Qualifiziertes Steuervergehen
Mit der Umsetzung der Empfehlungen der Financial Action Task Force (FATF) wurde in der Schweiz das qualifizierte Steuervergehen per 1. Januar 2016 eingeführt. Das qualifizierte Steuervergehen, welches eine Steuerhinterziehung von mehr als CHF 300‘000 in einer Steuerperiode mittels Urkundenfälschung voraussetzt, stellt eine Vortat zur Geldwäscherei dar.
Die regulatorischen Bestimmungen verpflichten Finanzintermediäre seit Anfang dieses Jahres die Hintergründe und den Zweck von Transaktionen sowie Geschäftsbeziehungen abzuklären, wenn Anhaltspunkte vorliegen, dass Vermögenswerte aus einem qualifizierten Steuervergehen herrühren. Vermögenswerte, die aus einem qualifizierten Steuervergehen herrühren, dürfen von Finanzintermediären nicht entgegengenommen werden und es gelten weiter die besonderen Sorgfaltspflichten aus der Geldwäschereiverordnung-FINMA.
Um den regulatorischen Anforderungen gerecht zu werden, haben Finanzintermediäre unter anderem Risikokriterien zu entwickeln, die auf neue oder bestehende Geschäftsbeziehungen mit erhöhten Risiken hinweisen (sog. GmeR). Neben dem Beispielkatalog aus der Geldwäschereiverordnung-FINMA, welche vorwiegend qualitative Risikokriterien erwähnt (wie z.B. Art der verlangten Dienstleistungen und Produkte sowie die Komplexität der Strukturen des Vertragspartners), stehen beim qualifizierten Steuervergehen in erster Linie quantitative Risikokriterien im Vordergrund. Nur Vertragspartner, welche über genügend Vermögenswerte verfügen bzw. in einer Steuerperiode einen gewissen Schwellenwert an Einkommen oder Gewinn erreichen, sind überhaupt in der Lage eine Steuerhinterziehung von mehr als CHF 300‘000 zu begehen. Wo dieser Schwellenwert anzusetzen ist, hängt massgeblich vom Steuerdomizil und der Rechtsform des Vertragspartners bzw. dem auf ihn anwendbaren Steuersatz ab.

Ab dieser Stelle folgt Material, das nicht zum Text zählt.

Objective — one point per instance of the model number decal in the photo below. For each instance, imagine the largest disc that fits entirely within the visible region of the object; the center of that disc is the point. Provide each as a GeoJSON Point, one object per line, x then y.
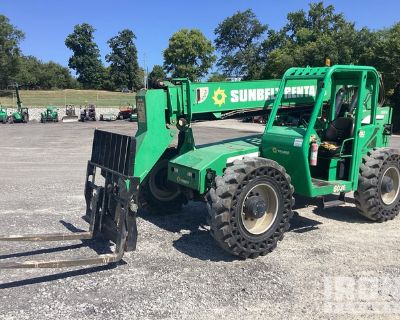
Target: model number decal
{"type": "Point", "coordinates": [339, 188]}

Die Praxis wird zeigen müssen, wie viele Meldungen der Meldestelle für Geldwäscherei des Bundes (MROS) aufgrund des qualifizierten Steuervergehens erstattet werden. Es ist jedoch zu erwarten, dass die Finanzintermediäre primär vom Melderecht Gebrauch machen werden und Wahrnehmungen melden werden, welche darauf schliessen lassen, dass die Vermögenswerte aus einem qualifizierten Steuervergehen herrühren könnten. Wissen darum oder einen begründeten Verdacht, dass ein Vertragspartner eine Urkundenfälschung begangen hat und dadurch mit einer Steuerhinterziehung von mehr als CHF 300‘000 erfolgreich war, wird ein Finanzintermediär – vermutungsweise auch nach gründlichen Abklärungen – in der Regel nicht haben. Die zukünftigen Jahresberichte der MROS werden Aufschluss über diese Frage geben.